After a few moments. . .





"Jiminnie?" Seokjin called out. I heard he unzipped the tent. I lay down immediately and I turn my back around and pretend to be asleep. I felt he moves closer so I pressed my eyes tightly. Seokjin brush the strand of my hair softly.




"I'm sorry, Jimin." He said softly, a faint smile appeared on my lips. I want to say there's nothing to be sorry of but I don't want to talk to anyone. I needed some time to be alone.





When I felt Seokjin left already, I slowly opened my eyes and I suddenly remember Hobi. When I decided to be with Jungkook, I ruined our friendship. Now I'm starting to doubt my decision. Did I make the right decision? I'm happy with Jungkook but I hurt Hobi- my bestfriend. The person I've known since childhood. The person I lean on the most. I left him and choose Jungkook.

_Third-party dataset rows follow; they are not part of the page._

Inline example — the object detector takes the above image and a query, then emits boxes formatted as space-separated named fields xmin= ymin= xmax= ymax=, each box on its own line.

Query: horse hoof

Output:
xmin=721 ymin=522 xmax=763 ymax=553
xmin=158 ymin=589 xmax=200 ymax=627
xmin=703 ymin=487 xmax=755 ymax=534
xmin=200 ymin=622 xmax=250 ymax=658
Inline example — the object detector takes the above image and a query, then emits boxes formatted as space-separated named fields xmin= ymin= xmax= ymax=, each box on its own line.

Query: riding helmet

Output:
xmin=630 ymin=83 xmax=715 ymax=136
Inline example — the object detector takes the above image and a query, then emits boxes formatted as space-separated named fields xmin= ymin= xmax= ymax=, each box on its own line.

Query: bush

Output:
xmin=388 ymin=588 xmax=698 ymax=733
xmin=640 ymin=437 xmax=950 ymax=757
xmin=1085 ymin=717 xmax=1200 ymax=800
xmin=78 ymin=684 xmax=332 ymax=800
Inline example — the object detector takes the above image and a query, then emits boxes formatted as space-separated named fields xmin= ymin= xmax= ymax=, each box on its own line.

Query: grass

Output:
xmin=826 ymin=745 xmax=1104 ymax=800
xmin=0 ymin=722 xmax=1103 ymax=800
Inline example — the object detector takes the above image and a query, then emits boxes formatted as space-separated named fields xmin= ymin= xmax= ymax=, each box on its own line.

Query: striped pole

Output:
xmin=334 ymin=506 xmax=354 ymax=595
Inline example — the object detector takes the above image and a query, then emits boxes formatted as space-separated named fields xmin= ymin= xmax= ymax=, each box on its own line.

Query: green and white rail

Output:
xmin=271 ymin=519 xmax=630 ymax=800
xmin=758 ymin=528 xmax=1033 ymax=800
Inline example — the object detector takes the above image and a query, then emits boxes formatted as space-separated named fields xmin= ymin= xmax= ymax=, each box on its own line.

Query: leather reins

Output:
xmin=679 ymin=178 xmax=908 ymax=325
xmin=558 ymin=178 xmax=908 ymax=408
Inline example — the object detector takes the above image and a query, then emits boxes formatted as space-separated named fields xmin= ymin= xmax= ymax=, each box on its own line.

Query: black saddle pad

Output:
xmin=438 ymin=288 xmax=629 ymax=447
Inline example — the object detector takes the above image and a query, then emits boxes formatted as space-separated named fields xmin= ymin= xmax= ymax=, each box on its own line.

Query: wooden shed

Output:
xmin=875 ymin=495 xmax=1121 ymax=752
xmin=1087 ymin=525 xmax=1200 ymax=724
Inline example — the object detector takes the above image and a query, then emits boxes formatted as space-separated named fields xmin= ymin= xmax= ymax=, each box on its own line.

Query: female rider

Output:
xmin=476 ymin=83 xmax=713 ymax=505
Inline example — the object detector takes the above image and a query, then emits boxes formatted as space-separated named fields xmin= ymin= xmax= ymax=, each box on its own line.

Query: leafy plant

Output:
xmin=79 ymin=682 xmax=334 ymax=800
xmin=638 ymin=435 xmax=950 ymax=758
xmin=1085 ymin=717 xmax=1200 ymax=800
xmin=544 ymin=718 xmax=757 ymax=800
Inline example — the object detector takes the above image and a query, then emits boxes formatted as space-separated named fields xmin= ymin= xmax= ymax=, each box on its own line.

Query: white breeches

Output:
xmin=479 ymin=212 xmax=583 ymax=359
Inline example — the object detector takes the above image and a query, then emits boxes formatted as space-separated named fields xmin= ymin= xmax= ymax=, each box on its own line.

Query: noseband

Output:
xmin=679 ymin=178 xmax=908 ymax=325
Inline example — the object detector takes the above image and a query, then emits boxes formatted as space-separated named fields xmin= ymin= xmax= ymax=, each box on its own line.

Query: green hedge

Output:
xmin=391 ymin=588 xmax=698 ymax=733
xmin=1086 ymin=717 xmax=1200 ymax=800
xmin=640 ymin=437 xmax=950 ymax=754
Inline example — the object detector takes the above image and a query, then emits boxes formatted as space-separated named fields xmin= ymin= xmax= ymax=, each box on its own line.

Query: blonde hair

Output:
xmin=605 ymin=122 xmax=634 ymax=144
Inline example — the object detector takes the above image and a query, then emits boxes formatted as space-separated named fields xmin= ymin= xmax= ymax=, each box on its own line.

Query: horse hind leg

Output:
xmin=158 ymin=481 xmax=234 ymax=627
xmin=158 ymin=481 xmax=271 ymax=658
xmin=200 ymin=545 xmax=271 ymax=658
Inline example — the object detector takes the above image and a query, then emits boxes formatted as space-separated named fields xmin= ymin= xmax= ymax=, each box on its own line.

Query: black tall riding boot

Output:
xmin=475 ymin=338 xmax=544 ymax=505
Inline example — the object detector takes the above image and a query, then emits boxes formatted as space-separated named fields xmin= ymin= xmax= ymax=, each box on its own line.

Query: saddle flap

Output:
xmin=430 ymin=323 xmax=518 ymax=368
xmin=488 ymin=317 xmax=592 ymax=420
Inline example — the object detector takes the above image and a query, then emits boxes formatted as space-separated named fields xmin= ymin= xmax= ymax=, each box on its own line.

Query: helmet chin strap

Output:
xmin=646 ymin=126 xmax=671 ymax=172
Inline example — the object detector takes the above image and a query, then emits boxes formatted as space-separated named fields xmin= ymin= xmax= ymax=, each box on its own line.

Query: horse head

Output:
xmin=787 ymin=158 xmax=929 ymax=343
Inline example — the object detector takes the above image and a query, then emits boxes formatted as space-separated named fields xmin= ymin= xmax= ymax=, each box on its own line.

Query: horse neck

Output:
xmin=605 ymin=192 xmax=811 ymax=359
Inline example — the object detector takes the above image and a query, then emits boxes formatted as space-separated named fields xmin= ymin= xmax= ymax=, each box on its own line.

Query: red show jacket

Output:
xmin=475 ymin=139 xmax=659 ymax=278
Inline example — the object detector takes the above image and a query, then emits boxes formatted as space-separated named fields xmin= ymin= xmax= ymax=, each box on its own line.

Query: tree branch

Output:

I couldn't understand. Why he can't support me? Why do I feel like he's hiding something from me? He knew I still love Jungkook even if he can't move on from his past but he still refuses to accept our relationship. The only reason I could think of is, maybe he knew Taehyung will come back and take Jungkook back.




I shook my head. No. It's impossible to happen. Taehyung doesn't love him anymore and the reason he left is because he want to get away from Jungkook's life right? I should stop thinking too much. I already made my decision. I will stay. I shouldn't have doubt my decision.